The vulnerability can be triggered by running the git log --format=...
command supplying a malicious format specifiers. It can also be triggered indirectly by running the git archive
command using the export-subst
gitattribute, which expands format specifiers inside of files within the repository.
The other critical vulnerability, with identifier CVE-2022-23521, was discovered by Markus Vervier and Eric Sesterhenn of X41 D-Sec. It affects the gitattributes mechanism, which allows to assign specific attributes to paths matching certain attributes, as specified in a .gitattributes
file. Gitattributes can be used, for example, to specify which files should be treated as binary, what language to use for syntax highlighting, and so on.
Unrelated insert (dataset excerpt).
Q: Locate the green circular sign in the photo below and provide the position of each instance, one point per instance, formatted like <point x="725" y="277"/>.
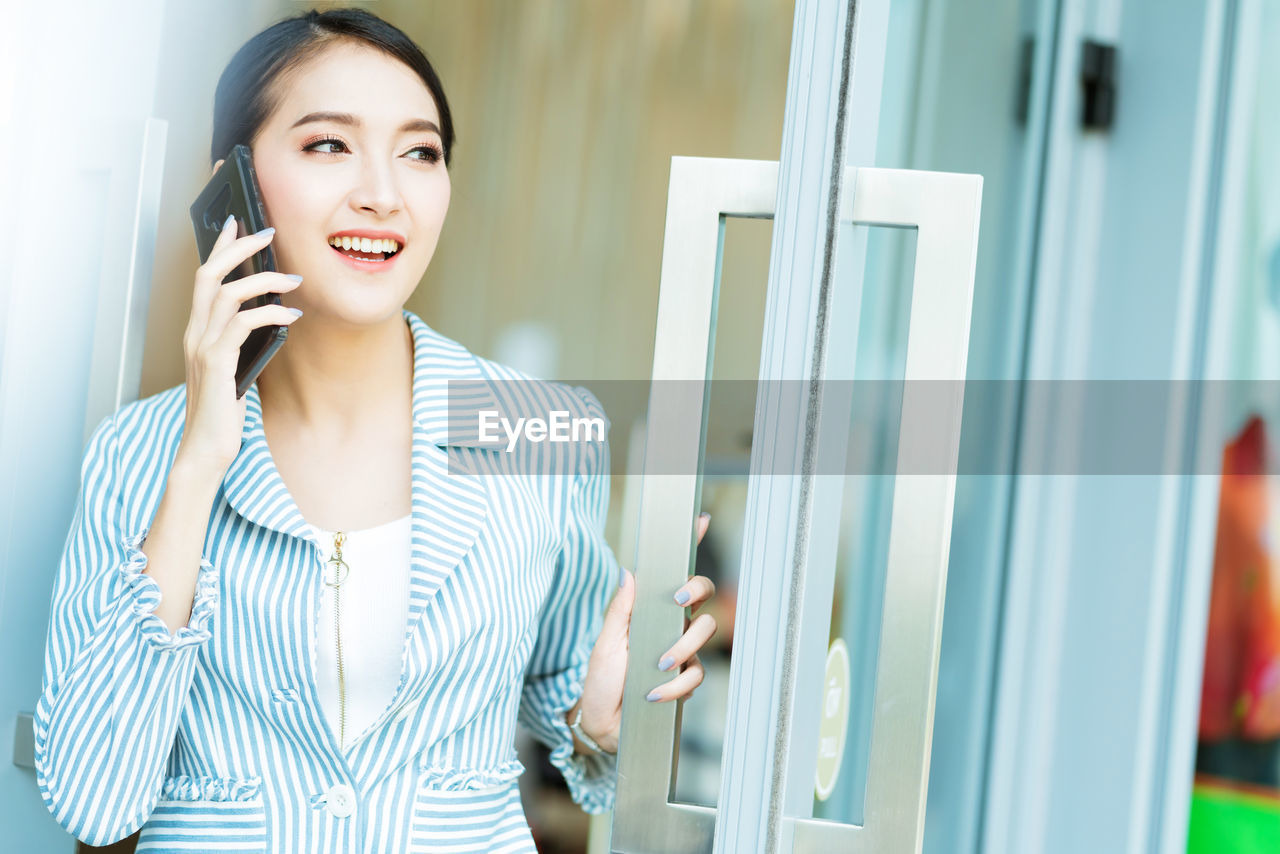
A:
<point x="835" y="718"/>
When parsing gitattributes, multiple integer overflows can occur when there is a huge number of path patterns, a huge number of attributes for a single pattern, or when the declared attribute names are huge. These overflows can be triggered via a crafted
.gitattributes
file that may be part of the commit history.
This vulnerability specifically requires that the .gitattributes
file is parsed from the index, since git splits lines longer than 2KB when parsing gitattributes from a file.
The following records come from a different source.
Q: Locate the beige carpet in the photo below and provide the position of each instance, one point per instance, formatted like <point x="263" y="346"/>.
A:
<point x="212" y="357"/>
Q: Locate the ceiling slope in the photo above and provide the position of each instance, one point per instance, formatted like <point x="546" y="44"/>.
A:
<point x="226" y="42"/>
Both vulnerabilities have mitigations, which consists in not using the affected features, but the suggested solution is upgrading to the latest Git version.
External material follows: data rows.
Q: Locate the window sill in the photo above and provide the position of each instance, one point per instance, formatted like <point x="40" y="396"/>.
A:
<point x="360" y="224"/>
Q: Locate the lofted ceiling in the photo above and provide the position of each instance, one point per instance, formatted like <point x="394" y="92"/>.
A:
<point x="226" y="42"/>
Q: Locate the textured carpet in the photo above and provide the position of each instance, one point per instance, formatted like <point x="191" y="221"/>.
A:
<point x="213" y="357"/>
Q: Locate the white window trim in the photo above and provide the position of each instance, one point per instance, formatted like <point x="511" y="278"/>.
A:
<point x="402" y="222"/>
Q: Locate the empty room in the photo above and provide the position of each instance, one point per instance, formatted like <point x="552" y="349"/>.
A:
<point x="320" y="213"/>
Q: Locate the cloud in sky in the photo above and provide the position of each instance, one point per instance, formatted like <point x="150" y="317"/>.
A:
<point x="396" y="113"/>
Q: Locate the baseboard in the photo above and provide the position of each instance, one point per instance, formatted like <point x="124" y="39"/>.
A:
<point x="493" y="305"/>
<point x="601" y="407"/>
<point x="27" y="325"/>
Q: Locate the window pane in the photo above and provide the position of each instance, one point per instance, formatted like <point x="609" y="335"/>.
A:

Additionally, the Git project has also disclosed a Windows-specific high severity vulnerability affecting Git GUI. CVE-2022-41953 can be triggered when cloning untrusted repositories on a Windows system due to how Tcl, the language used to implement Git GUI, deals with search paths on Windows:
Malicious repositories can ship with an
aspell.exe
in their top-level directory which is executed by Git GUI without giving the user a chance to inspect it first, i.e. running untrusted code
This issue has also been fixed in Git 2.39.1.
GitHub has taken action to ensure all of the repositories it hosts are not affected and to prevent any of those attacks. They also announced updates to all of its products integrating Git, including GitHub Desktop, GitHub Codespaces, GitHub Actions, and GitHub Enterprise Server.